Kirsty Duncan, a medical geographer at the University of Toronto in Canada, will be the first to hold the job. Duncan, who contributed to the 2001 report of the Intergovernmental Panel on Climate Change, has also written a book about her expedition to Norway to determine the cause of the 1918 Spanish flu epidemic.
Her appointment marks a change from the government of former prime minister Stephen Harper. His administration placed oversight of science in the hands of a junior minister of state in the Industry Canada department.

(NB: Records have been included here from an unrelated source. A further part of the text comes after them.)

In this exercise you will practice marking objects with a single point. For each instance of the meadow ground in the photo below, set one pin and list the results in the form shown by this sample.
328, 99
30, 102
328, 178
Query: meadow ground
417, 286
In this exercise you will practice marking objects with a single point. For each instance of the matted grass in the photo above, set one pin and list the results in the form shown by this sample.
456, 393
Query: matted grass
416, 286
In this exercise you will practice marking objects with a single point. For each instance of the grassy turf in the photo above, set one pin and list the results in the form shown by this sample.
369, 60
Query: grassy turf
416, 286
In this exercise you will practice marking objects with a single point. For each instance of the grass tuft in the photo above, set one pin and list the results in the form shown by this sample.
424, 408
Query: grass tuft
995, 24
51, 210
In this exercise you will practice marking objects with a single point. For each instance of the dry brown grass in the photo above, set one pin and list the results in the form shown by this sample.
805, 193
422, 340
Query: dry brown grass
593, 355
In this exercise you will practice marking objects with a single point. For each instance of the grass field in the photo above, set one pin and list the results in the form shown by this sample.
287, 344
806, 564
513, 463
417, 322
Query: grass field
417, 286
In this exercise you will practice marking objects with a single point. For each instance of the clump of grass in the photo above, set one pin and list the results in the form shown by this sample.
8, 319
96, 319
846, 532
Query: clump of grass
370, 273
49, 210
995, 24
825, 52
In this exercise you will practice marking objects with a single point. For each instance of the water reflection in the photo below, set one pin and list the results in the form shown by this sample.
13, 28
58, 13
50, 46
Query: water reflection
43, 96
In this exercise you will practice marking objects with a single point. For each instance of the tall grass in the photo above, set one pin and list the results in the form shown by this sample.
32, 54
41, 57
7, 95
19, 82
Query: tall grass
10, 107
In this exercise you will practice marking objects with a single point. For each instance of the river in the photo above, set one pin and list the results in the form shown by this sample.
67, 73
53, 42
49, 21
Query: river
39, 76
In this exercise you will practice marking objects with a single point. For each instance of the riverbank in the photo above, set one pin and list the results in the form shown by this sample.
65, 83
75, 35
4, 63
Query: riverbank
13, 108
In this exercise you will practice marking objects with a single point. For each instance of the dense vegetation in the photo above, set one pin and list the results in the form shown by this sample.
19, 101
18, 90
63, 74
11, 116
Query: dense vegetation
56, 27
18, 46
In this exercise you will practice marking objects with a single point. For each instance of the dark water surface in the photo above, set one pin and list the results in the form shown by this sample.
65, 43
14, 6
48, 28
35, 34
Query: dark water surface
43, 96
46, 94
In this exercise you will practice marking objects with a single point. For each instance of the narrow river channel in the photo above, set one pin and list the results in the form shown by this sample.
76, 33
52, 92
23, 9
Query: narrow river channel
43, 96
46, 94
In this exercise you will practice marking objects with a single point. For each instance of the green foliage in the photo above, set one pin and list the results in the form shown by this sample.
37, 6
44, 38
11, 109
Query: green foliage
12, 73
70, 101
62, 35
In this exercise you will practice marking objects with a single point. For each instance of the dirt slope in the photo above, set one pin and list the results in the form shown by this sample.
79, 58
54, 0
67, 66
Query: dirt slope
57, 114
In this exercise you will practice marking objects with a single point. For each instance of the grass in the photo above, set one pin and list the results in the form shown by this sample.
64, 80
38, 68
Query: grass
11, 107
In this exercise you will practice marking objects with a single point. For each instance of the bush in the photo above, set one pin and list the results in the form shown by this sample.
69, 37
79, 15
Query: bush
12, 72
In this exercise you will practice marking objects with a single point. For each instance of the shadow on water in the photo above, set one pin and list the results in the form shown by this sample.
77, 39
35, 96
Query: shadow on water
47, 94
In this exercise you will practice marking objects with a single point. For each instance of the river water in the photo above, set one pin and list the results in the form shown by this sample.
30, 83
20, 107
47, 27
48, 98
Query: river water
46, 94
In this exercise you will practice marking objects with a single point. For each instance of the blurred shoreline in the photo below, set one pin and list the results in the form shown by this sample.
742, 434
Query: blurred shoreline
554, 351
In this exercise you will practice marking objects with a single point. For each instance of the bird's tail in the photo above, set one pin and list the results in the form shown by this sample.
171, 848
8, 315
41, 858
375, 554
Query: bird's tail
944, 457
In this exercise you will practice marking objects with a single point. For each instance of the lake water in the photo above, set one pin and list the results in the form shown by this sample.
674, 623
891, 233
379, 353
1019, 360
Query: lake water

“Harper collapsed the purview of science into the purview of industry, and we've seen a dramatic decline of pure science and public interest research as a result,” says Carol Linnitt, an environmental policy analyst at the Vancouver-based non-profit environmental group DeSmog Canada.
Scientists and science groups say that they are excited by Duncan's appointment but want to know more about the Minister of Science's responsibilities. “A real minister! And someone with a PhD!” says Marc Saner, former director of the Institute for Science, Society and Policy at the University of Ottawa. “From the point of view of image, it’s great. How this works in practice, I don’t know.”
Trudeau has also appointed Navdeep Bains, a financial analyst, as Minister of Innovation, Science and Economic Development.
“If we take it at face value, we now have two ministers responsible for science,” says Rees Kassen, a biologist at the University of Ottawa and chair of the Partnership Group for Science and Engineering, an Ottawa-based association of science and engineering organizations.
He suspects that Duncan will work to ensure that the government conducts research in areas that universities and businesses are not exploring, whereas Bains will seek to encourage technological innovation in the private sector.
Trudeau, who is expected to appoint a chief science advisor, has also named an environment minister — renaming the post as Minister of Environment and Climate Change. The new minister, Catherine McKenna, is a lawyer whose work has focused on international trade, investment and constitutional issues.